Fast Fibonacci

Chapter: Instrumenting Programs
...Section: Fast Fibonacci

The key to speeding up the fibonacci program is memoization. We will keep an array done filled with previously computed fibonacci numbers. Here's simple code:

public class FastFib {
    static int[] done = new int[1000];
    public static int f(int n) {
	if (n <= 1) return 1;
	if (done[n] == 0) done[n] = (f(n-1) + f(n-2));
	return done[n];
    }
    public static void main(String[] args) {
	int n = new Integer(args[0]);
	System.out.println("The " + n + "th fibonacci is " + f(n));
    }
}

The array done keeps track of what's already been computed. When we try to compute, for example, f(21) we first check to see if done[21] is anything but 0. If it is, that means we've already computed f(21) wo we'll simply return the previously computed result stored in done[21]. Otherwise we'll compute the value f(n-1) + f(n-2) and store the result in done[21] before returning it. The process is called memoization and it's one technique for transforming a slow program into an equivalent faster program. Our textbook explains dynamic programming. It works similarly by reordering the execution steps so that an array of fibonacci numbers is gradually built up.


Exercise 6

Add instrumentation to FastFib to show how many calls are made to f(10). Comment. See how fast java FastFib 40 runs now!

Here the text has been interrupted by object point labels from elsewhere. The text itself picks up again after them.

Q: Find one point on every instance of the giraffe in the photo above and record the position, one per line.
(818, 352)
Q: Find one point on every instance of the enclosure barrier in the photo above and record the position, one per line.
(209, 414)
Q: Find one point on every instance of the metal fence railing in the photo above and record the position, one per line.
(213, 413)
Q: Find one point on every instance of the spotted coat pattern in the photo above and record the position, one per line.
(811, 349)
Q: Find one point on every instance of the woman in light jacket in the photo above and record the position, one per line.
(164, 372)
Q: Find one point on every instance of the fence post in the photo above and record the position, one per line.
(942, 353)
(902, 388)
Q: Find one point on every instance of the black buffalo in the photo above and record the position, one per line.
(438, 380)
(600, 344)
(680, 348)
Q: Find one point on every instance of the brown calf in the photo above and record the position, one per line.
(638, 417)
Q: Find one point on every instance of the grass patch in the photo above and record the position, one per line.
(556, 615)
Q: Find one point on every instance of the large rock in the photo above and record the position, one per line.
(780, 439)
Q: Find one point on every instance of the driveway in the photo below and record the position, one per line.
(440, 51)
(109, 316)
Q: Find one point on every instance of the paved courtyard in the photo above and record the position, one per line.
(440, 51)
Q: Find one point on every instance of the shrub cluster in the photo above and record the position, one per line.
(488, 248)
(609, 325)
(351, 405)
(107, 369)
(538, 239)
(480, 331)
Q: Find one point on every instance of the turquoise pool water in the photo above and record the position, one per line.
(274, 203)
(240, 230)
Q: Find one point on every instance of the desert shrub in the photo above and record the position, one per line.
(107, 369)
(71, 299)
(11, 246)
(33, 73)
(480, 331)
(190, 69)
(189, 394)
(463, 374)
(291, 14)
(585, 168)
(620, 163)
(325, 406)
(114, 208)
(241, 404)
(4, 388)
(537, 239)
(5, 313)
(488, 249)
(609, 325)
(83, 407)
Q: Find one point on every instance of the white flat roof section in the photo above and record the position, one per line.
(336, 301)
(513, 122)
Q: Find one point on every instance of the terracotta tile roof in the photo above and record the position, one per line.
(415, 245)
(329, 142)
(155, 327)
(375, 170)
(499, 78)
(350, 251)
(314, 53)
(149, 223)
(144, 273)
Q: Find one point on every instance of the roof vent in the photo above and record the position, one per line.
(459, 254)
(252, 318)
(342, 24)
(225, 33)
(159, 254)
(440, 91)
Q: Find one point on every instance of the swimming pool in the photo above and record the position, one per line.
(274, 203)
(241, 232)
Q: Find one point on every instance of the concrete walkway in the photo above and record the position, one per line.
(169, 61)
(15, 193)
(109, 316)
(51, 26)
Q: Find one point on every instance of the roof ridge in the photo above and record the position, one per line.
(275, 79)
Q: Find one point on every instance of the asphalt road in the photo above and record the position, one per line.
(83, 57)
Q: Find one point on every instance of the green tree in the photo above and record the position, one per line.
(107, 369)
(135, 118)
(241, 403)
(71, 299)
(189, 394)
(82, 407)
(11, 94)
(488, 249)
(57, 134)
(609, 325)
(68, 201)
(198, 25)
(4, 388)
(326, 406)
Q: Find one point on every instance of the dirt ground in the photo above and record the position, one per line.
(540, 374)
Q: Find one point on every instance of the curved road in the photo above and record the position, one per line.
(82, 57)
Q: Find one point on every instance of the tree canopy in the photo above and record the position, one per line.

Deliverable Code in your zipped submission, your observations in your lab notebook.


In fact, FastFib is so fast we're tempted to try it with inputs like 41, 42, 43, 44, 45, 46, ... It's lightning fast compared to the old Fib, but what's with the value of java FastFib 46?

Q. 1
What's up?


What's needed is a different class of numbers that's not limited by the size of registers. Look at the program BigFastFib.java. It uses the class BigInteger so we can handle really big numbers. You can do fib(5000) pretty quickly.


Exercise 7

Instrument the BigFastFib program to count how many time f(10) is called. Comment. Write up your conclusions.

Deliverables Instrumented code, your conclusions in your lab notebook.